Speaking at a two-day conference on anti-Semitism in Budapest, Tibor Navracsics said the Hungarian state had "turned its back against its own citizens, and indeed took part in their elimination."
"We have learned from the past, we know exactly what happened here, every Hungarian is duty bound to face this responsibility: 70 years ago it was Hungarians who killed Hungarians," he added, according to AFP.
Some 600,000 Hungarian Jews died in the Holocaust, most of them deported to death camps in Poland and elsewhere in 1944. The local Jewish community in Hungary is still one of the biggest in Europe, however, at around 100,000.
In recent years, however, there has been a rise in anti-Semitic incidents in Hungary. These incidents include Hungary's chief rabbi being verbally abused on a Budapest street, anti-Semitic chants at a football match against Israel and pig's trotters being placed on a statue of Raoul Wallenberg, the Swedish diplomat who saved thousands of Budapest Jews in World War II.
The deputy prime minister's comments on Tuesday also stood out amid criticism that the Hungarian government has not done enough to fight the growing anti-Semitism.
In May, the World Jewish Congress held an assembly in Budapest to send a strong signal about the rise in anti-Semitism in the central European country.
At that time, Hungarian Prime Minister Viktor Orban pledged to fight anti-Semitism, which he said was "unacceptable and intolerable."
"Today's Hungarian democracy will protect all its citizens against those who want to incite hatred," Navracsics vowed Tuesday, adding that Holocaust education was key "to ensure the horrors are not repeated."

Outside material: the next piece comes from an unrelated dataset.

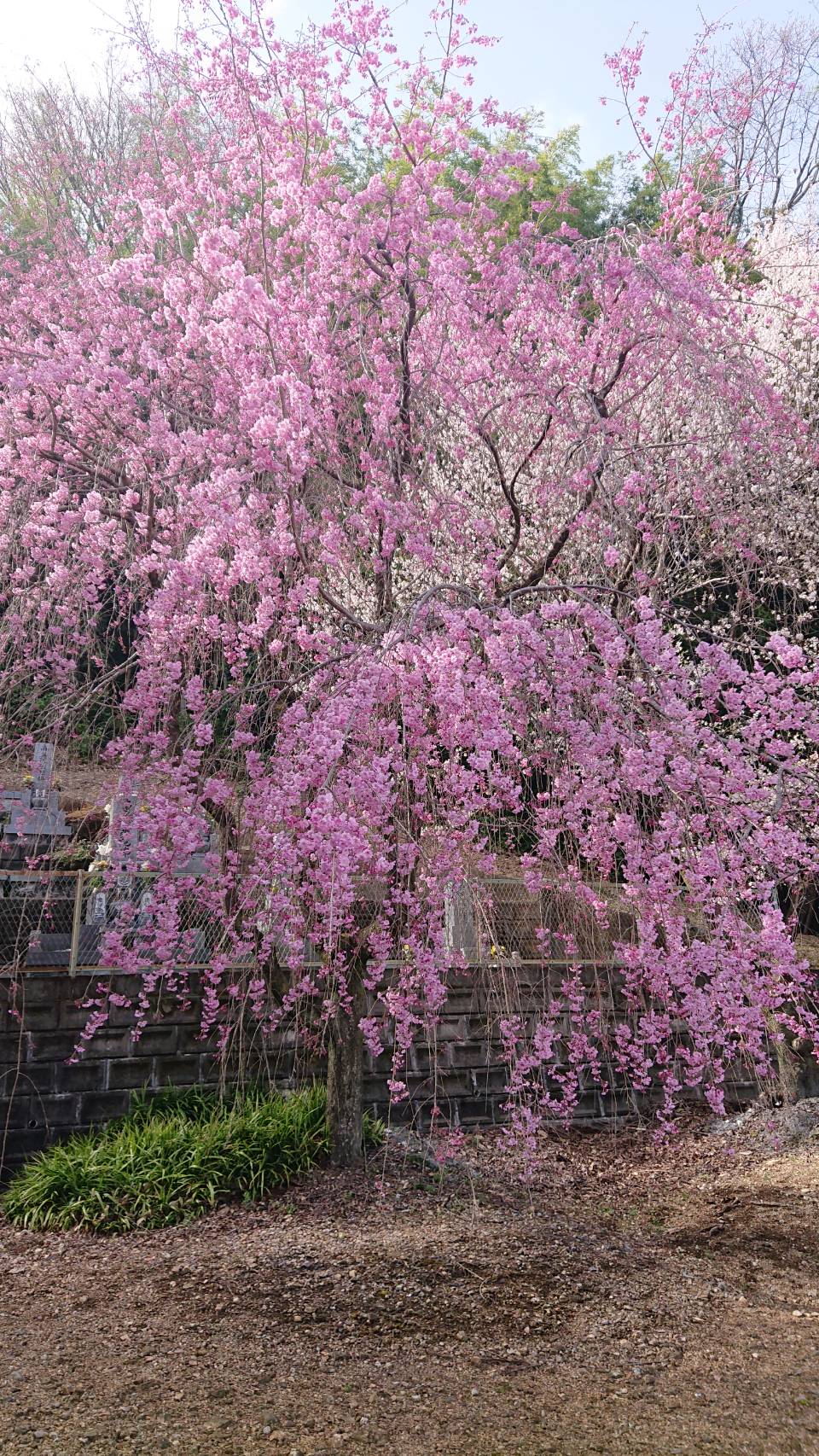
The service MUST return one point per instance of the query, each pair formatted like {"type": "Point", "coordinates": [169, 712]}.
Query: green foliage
{"type": "Point", "coordinates": [172, 1158]}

He also denounced remarks made in parliament last November by Marton Gyongyosi, a member of the openly anti-Semitic Jobbik party, who proposed drawing up a list of Hungarian Jews to identify possible national security threats.
Such remarks "tarnished" the image of Hungarian democracy, Navracsics said.
U.S. representative Ira Forman, special envoy to monitor and combat anti-Semitism, welcomed Navracsics's "important and explicit" words at a time of rising anti-Semitism in Europe.
The same conference was also attended by Israel’s Finance Minister Yair Lapid, who said that Hungarians shared responsibility for the deaths of Jews in the last months of World War II.
"A genocide of this scope could not have happened without the active help of tens of thousands of Hungarians and the silence of millions of other Hungarians," said Lapid.
"There is a stain on the honor of this house. For years we have tried to ignore this stain, but history has taught us that ignoring is never the right course ... Anti-Semitism has reared its ugly head in Hungary again. Hatred is not disappearing," he added.